Bad teaching is a common explanation given for the disastrously inadequate public education received by America’s most vulnerable populations. This is a myth. Aside from a few lemons who were notable for their rarity, the majority of teachers I worked with for nine years in New York City’s public school system were dedicated, talented professionals. Before joining the system I was mystified by the schools’ abysmal results. I too assumed there must be something wrong with the teaching. This could not have been farther from the truth.

Teaching French and Italian in NYC high schools I finally figured out why this was, although it took some time, because the real reason was so antithetical to the prevailing mindset. I worked at three very different high schools over the years, spanning a fairly representative sample. That was a while ago now, but the system has not improved since, as the fundamental problem has not been acknowledged, let alone addressed. It would not be hard, or expensive, to fix.

Washington Irving High School, 2001–2004

My NYC teaching career began a few days before September 11, 2001 at Washington Irving High School. It was a short honeymoon period; the classes watched skeptically as I introduced them to a method of teaching French using virtually no English. Although the students weren’t particularly engaged, they remained respectful. During first period on that awful day there was a horrendous split-second noise. A plane flew right overhead a mere moment before it blasted into the north tower of the World Trade Center. At break time word was spreading among the staff. Both towers were hit and one had already come down. When I went to my next class I told the students what had happened. There was an eruption of rejoicing at the news. Many students clapped and whooped their approval, some getting out of their seats to do a sort of victory dance. It was an eye-opener, and indicative of what was to come.

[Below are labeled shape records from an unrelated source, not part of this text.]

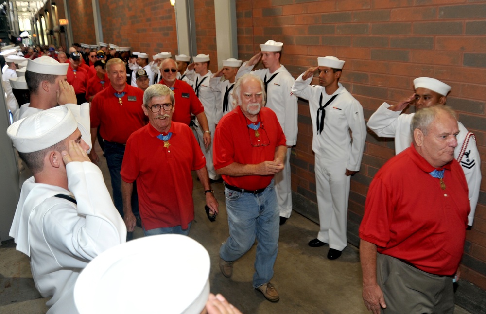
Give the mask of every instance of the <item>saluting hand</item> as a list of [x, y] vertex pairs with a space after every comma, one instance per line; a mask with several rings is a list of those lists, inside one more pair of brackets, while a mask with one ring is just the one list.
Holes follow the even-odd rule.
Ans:
[[312, 77], [317, 70], [317, 67], [311, 67], [307, 69], [307, 70], [304, 72], [302, 75], [302, 79], [305, 81], [310, 77]]

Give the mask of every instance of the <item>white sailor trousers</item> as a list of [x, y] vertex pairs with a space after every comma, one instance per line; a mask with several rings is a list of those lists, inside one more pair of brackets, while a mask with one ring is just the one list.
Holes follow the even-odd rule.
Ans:
[[347, 245], [346, 228], [351, 176], [347, 160], [326, 159], [315, 154], [315, 183], [320, 230], [317, 239], [342, 251]]

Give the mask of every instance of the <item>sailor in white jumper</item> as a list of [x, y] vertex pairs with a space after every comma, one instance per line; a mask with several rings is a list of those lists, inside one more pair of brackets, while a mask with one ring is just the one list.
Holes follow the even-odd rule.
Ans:
[[[345, 61], [332, 56], [317, 58], [297, 78], [292, 92], [309, 100], [315, 153], [316, 193], [320, 230], [310, 246], [329, 244], [328, 258], [341, 256], [347, 245], [346, 229], [351, 176], [360, 170], [366, 125], [359, 102], [339, 83]], [[311, 86], [319, 71], [319, 86]], [[352, 140], [349, 131], [352, 132]]]
[[268, 40], [260, 45], [261, 51], [240, 68], [236, 79], [247, 73], [261, 60], [264, 69], [255, 70], [253, 74], [264, 83], [267, 94], [265, 106], [270, 108], [278, 119], [287, 139], [287, 154], [283, 170], [275, 174], [275, 189], [280, 210], [280, 224], [283, 225], [292, 212], [292, 189], [290, 177], [290, 153], [292, 147], [297, 144], [297, 97], [291, 89], [295, 80], [280, 64], [283, 44]]
[[[412, 96], [393, 105], [383, 103], [368, 121], [368, 127], [378, 136], [395, 138], [395, 154], [404, 150], [412, 143], [410, 123], [414, 114], [400, 114], [402, 111], [409, 105], [414, 103], [416, 110], [436, 104], [445, 105], [447, 94], [451, 88], [447, 84], [430, 77], [416, 78], [414, 80], [414, 86], [415, 92]], [[471, 205], [471, 211], [468, 216], [468, 225], [470, 228], [479, 197], [481, 162], [474, 134], [469, 132], [459, 121], [457, 124], [459, 132], [454, 157], [462, 166], [468, 182]]]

The next three years were a nightmare. The school always teetered on the verge of chaos. The previous principal had just been dismissed and shunted to another school district. Although it was never stated, all that was expected of teachers was to keep students in their seats and the volume down. This was an enormous school on five floors, with students cordoned off into separate programs. There was even a short-lived International Baccalaureate Program, but it quickly failed. Whatever the program, however, the atmosphere of the school was one of danger and deceit. Guards patrolled the hallways, sometimes the police had to intervene. Even though the security guards carefully screened the students at the metal detectors posted at every entrance, occasionally arms crept in. Girls sometimes managed to get razors in, the weapon of choice against rivals for boys’ attention. Although I don’t know of other arms found in the school (teachers were kept in the dark as much as possible), one particularly disruptive and dangerous boy was stabbed one afternoon right outside school. It appears he came to a violent death a few years later. What a tragic waste of human potential.